A triumph. The ombudsman himself sees it that way.
“In some respects, I’m not sure it doesn’t exceed my wildest expectations,” said Tim Burns. “I’m very optimistic. I would agree with (Councilman) Steve Salvatori – I do think this is going to make Spokane one of the stronger oversight cities regionally and potentially even nationally.”
We voted for independent investigative authority for the ombudsman’s office. For most people, this meant, I believe, an ombudsman who was totally free of the Police Department’s internal affairs investigations. What the mayor, City Council and guild have come up with is not quite that.
But it’s pretty damn close, against pretty steep odds. And as the proposals of the past few months improved – in large part because the City Council pushed back hard against the mayor and guild’s initial proposals – it became harder and harder to see why pretty damn close wasn’t pretty good, after all.
We need police oversight in this town. Gotta have it. We need a system in which the cops are no longer the only ones investigating the cops. This does that. I suspect it will seem better and better over time, and I think it fits into an overall pattern of serious, difficult reform efforts that are underway in this community.
Council President Ben Stuckart, who successfully pushed back against the mayor’s first bite at the apple and helped advance the proposal significantly, has taken heat, along with other council liberals, from the most passionate proponents of reform.
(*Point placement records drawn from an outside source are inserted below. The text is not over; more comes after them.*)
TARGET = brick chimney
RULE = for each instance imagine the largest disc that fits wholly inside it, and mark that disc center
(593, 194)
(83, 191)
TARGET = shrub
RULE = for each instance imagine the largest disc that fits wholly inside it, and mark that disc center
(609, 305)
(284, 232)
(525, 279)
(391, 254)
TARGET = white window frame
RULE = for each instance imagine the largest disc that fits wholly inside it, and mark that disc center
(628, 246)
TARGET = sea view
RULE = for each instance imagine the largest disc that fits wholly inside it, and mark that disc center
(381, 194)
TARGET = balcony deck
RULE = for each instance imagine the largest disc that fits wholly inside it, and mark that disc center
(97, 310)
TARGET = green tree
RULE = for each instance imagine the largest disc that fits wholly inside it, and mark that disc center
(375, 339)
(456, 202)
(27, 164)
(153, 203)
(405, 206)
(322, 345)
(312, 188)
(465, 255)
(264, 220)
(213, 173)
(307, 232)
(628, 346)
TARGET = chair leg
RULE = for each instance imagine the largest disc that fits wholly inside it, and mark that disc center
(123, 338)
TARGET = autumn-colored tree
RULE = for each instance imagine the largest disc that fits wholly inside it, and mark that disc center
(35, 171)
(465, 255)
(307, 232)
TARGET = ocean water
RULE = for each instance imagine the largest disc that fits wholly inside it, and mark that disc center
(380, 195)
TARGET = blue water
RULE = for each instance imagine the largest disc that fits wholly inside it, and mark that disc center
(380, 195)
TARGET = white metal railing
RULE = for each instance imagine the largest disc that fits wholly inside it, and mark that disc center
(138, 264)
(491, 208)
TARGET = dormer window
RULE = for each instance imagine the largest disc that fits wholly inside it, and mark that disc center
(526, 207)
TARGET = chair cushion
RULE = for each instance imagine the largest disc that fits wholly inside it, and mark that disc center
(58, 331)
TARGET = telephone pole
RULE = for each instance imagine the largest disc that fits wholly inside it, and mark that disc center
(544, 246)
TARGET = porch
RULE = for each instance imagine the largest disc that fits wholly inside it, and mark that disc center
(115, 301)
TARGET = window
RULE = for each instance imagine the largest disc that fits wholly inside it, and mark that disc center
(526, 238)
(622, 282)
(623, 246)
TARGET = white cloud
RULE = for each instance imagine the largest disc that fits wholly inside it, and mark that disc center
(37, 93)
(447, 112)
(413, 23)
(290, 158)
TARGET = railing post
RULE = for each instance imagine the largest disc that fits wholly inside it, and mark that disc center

But he says he believes this is not only a good plan in the abstract, but one that satisfies Proposition 1 and the city charter’s call for independence. He also sees it as a victory of the legislative process and the separation of powers, and the civics nerd in me agrees.
“This isn’t a matter of me saying, ‘This is as good as we can get,’ ” Stuckart said. “This is me saying, ‘This is good for the citizens.’
“This should’ve been a time to take a victory lap,” he said. “Together, the citizens and the council forced the mayor to get it done, and it’s going to be a really good thing for the community.”
This deal does not establish an absolutely independent ombudsman. But it revolutionizes citizen oversight of the police department in Spokane. In this world, with these players, under this system, who would have predicted a better outcome?
I’m like Burns. I’m not sure it doesn’t exceed my wildest expectations.